But on mission trips to the other side of the globe, she’s witnessed the polar opposite: New mothers delivering on a rickety metal table in a concrete room with neither running water nor electricity.

And an oxytocin drip to speed the delivery along? Forget it.

“They pound your uterus with their fist to augment labor,” Chambers says.

For roughly a dozen years, Chambers has spent part of her off-hours involved with World Neighbors, an international development organization based in OKC, which aims to eliminate poverty and hunger via training and education. She’s spent nine years on its board of directors, and taken three trips to impoverished communities, with a fourth to follow in April to Nepal.

She first became involved when invited to a metro home where people from West Africa were visiting to discuss maternal and child health.

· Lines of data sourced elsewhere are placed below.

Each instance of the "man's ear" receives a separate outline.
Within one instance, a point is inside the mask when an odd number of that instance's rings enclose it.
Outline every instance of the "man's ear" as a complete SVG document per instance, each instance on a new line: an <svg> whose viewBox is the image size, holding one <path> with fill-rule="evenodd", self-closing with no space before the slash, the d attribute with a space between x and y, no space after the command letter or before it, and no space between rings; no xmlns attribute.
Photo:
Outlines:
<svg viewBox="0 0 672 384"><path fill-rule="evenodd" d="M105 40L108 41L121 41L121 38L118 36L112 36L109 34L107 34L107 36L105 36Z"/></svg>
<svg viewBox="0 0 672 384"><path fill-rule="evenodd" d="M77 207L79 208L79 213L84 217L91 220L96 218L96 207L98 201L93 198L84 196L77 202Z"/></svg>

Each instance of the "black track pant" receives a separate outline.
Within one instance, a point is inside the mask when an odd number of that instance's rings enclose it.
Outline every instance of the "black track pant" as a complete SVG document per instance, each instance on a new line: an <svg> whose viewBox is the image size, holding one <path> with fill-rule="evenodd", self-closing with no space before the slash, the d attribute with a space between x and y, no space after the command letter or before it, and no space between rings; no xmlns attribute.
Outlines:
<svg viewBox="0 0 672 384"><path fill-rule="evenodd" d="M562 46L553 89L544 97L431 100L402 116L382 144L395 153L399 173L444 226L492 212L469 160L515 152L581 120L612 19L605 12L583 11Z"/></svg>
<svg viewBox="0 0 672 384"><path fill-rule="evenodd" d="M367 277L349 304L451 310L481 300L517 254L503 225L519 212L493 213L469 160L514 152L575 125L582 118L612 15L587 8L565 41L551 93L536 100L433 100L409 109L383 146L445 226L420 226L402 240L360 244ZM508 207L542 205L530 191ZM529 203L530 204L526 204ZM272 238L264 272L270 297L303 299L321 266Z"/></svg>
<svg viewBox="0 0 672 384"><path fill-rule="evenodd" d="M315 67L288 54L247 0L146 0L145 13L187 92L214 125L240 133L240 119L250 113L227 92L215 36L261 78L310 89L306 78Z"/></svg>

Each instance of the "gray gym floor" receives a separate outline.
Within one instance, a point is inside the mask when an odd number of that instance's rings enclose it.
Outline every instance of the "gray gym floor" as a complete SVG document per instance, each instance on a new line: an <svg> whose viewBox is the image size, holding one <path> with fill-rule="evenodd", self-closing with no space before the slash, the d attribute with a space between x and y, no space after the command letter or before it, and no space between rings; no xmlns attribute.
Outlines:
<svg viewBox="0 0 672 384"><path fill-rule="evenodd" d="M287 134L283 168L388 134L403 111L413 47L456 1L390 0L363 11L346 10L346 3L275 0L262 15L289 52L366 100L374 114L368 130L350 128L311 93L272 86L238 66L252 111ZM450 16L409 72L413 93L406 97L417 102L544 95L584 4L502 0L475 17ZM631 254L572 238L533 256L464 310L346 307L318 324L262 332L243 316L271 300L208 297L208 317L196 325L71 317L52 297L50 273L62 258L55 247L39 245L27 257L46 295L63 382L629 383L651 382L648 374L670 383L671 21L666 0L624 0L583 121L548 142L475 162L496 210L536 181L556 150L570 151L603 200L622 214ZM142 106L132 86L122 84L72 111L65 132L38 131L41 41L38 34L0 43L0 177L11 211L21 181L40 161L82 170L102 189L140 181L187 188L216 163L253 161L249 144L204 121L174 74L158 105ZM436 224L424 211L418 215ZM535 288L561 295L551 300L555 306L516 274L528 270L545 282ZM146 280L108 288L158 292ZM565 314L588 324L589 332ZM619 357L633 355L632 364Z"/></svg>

“I was just hooked,” she says.

The trips came next – to such locales as Ecuador, Guatemala and West Africa – keeping her away from family anywhere from a week to nearly a month. According to Chambers, World Neighbors’ goal is for volunteers to interact and communicate with villagers, teaching them the skills they need to survive, which could be as basic as washing one’s hands.

“These people aren’t stupid. They haven’t been told that makes a difference,” she says. “It wasn’t a shock in that, ‘Oh, my gosh, they’re so poor.’ I was more impressed with what World Neighbors does with people who have nothing, and how it maintains their dignity and gives them hope.”

While in West Africa, Chambers witnessed the delivery from a woman who had walked nine miles just to get there.

“To get to some of these communities, there are no roads,” she says. “I don’t see how they get around: ‘Take a left at this tree, take a right at that tree.’”

Thirty minutes after birthing a baby in squalid conditions, the woman “hopped up and off they go, waddling out the door.”
Chambers says the woman was lucky all went well, because “if there’s a complication, it’s five hours by donkey cart to some place that could potentially give them blood or a C-section.”

After visiting these countries and seeing their conditions firsthand, Chambers says she shares the beliefs on which World Neighbors was founded in 1951 by two-time Nobel Peace Prize nominee John Peters.

“He saw that … conflicts come because of the haves and have-nots,” she says. “We have to help the have-nots, because that actually brings peace to the world. He felt strongly that if we created a more healthy environment, they’ll be less dependent, less unhappy, sustain themselves — everybody wins from that.

“It’s true development: Help people help themselves, one village at a time.”